De vinding gaat uit van de stand van techniek zoals geopenbaard door de Internationale octrooiaanvrage WO 85/03540 met de daarop verder ontwikkelde dakelement zoals geopenbaard door de Internationale octrooiaanvrage WO 98/28504. Laatst genoemde octrooiaanvrage is op het punt van de stand van techniek verbeterd en geregistreerd onder octrooiaanvrage NL 1020359. Het uit voornoemde octrooien bekende dakelement omvat een rechthoekig open raamwerk van aan elkaar gefixeerde, stalen langs- en dwarsprofielen. Dit raamwerk is aan bovenzijde afgedekt met een vlakke dekplaat en aan onderzijde overspant een onderplaat tussen de langs- en dwarsprofielen zodanig dat de langs- en dwarsprofielen onder de onderplaat uitsteken. Een isolatiedeken bevindt zich losliggend binnen het raamwerk en rust op de onderplaat met tussenkomst van een dampremmende laag, bijvoorbeeld een PVC-folie.
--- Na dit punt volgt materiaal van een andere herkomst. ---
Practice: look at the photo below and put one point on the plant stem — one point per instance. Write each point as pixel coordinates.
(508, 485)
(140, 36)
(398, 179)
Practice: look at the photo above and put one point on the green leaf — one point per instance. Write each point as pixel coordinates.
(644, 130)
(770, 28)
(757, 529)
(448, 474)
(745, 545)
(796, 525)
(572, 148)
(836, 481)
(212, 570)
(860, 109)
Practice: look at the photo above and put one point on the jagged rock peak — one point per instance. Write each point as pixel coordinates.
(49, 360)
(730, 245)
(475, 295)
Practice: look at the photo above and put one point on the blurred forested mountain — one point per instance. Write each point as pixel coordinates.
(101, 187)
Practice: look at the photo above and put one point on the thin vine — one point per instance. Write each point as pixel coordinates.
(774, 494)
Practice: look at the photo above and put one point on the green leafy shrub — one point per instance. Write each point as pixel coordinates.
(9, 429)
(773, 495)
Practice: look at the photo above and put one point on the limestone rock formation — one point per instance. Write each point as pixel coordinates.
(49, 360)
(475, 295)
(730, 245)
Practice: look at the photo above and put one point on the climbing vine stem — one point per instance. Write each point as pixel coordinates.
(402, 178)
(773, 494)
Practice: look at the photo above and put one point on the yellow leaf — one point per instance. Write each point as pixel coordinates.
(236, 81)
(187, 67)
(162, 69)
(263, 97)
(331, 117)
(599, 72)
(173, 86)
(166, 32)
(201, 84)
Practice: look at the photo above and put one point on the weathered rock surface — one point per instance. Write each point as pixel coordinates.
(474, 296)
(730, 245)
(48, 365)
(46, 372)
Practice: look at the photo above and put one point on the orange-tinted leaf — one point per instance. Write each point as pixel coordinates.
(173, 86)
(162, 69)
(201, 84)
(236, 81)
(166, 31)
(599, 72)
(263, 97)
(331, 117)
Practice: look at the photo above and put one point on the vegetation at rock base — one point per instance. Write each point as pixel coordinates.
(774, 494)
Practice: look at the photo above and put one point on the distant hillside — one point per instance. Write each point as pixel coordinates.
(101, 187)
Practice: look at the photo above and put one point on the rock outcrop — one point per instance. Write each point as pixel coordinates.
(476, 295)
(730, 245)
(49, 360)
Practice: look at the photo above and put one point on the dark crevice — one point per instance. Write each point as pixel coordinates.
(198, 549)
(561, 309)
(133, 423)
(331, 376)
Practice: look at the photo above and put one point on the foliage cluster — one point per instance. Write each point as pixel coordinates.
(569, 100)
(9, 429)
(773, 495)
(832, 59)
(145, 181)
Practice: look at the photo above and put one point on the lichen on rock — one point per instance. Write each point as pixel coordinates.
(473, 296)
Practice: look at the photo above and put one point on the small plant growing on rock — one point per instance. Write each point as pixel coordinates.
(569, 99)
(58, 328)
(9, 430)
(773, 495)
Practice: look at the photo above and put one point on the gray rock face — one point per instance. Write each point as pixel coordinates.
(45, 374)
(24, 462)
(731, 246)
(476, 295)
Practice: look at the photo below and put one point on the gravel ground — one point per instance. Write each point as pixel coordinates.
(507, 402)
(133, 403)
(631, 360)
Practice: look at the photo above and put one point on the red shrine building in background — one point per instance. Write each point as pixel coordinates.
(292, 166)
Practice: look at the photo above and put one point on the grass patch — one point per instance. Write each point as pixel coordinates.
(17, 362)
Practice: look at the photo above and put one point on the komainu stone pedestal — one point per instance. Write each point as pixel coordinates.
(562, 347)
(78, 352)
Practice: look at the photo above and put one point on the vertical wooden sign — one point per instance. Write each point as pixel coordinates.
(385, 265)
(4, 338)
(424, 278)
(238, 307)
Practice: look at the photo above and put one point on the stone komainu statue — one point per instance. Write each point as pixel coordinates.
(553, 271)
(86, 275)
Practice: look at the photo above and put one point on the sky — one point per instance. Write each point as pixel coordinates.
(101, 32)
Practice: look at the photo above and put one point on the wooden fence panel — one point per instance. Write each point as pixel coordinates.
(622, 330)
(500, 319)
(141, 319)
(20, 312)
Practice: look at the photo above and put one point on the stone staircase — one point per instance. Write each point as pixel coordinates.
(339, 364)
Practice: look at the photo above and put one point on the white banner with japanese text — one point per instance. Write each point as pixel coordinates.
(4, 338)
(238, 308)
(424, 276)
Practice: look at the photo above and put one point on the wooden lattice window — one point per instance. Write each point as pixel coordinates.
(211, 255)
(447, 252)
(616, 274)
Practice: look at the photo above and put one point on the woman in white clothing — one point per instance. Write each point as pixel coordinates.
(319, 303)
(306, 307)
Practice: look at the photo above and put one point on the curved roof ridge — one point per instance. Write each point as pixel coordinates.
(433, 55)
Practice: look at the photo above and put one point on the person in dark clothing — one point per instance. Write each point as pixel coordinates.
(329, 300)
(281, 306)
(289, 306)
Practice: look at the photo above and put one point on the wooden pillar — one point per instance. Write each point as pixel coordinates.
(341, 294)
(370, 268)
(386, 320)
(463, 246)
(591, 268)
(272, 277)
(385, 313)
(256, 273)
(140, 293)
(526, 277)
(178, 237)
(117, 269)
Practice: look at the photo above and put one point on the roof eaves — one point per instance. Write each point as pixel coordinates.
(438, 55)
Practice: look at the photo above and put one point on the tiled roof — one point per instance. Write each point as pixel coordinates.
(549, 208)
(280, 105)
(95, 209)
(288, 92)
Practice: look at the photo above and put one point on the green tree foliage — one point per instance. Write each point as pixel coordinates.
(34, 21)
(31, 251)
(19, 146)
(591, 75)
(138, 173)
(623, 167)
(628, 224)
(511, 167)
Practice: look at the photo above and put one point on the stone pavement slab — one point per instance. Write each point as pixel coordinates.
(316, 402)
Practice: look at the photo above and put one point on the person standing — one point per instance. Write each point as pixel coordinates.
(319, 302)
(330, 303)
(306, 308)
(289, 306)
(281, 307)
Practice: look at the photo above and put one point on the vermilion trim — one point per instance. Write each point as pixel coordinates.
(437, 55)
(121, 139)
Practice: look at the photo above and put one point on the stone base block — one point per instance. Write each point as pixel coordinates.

Beide dwarsprofielen zijn C-vormig. Het langsprofiel is aan de ene zijde Z-vormig terwijl het aan de andere zijde uitgevoerd is als een omgekeerd L-vormig profiel. De flenzen aan de bovenzijde van zowel de dwars- als langsprofielen wijzen naar de raamwerkzijde. Evenwijdig aan de langsprofielen overspannen aan de bovenzijde van het raamwerk, met onderlinge afstand tussen de dwarsprofielen, verstijvingsribben die de dwarsprofielen extra stabiliteit geven. De onderplaat vormt tevens de plafondzijde en bestaat uit een los, op de naar de raamwerkzijde gerichte onderste flenzen van de dwarsprofielen, rustende stalen golfplaat. De dekplaat is een rechthoekige OSB-plaat met afmetingen die overeenkomen met die van het raamwerk en rust op de verstijvingsribben en bovenste flenzen van de langs- en dwarsprofielen en is rondom met schietnagels gefixeerd aan die flenzen. De dekplaat ligt iets verschoven ten opzichte van het raamwerk, zodat dit langs één dwarsprofiel en het omgekeerde L-vormige langsprofiel oversteekt en in ongeveer gelijke mate langs het andere dwarsprofiel en het Z-vormige langsprofiel terug ligt. Bovenop de dekplaat is dakbedekking toegepast.
Een dakelement volgens de bekende techniek heeft diverse nadelen te weten: - de toepassing van een rustende stalen golfplaat met enkel en alleen de functie als plafondplaat en ondersteuning van het isolatiedeken; - de lijnvormige koudebrug van de langs- en dwarsprofielen door de afwezigheid van een isolatiemateriaal in deze zone; - de beperking van de draagcapaciteit van het gehele element door mogelijkheid van lokale plooi van de oplegprofielen op de draagstructuur; - de relatief hoge kosten voor het aanbrengen van verstijvingsribben, met de vele en kostbare eindbewerkingen en dekplaten; - de gevoeligheid voor capaciteitsafname van het element als schijfconstructie ten gevolge van vochtinwerking in de dekplaat door condensvorming bij inaccurate uitvoering van montagewerkzaamheden; - de benodigde steigerwerken bij montage om op veilige wijze te kunnen werken.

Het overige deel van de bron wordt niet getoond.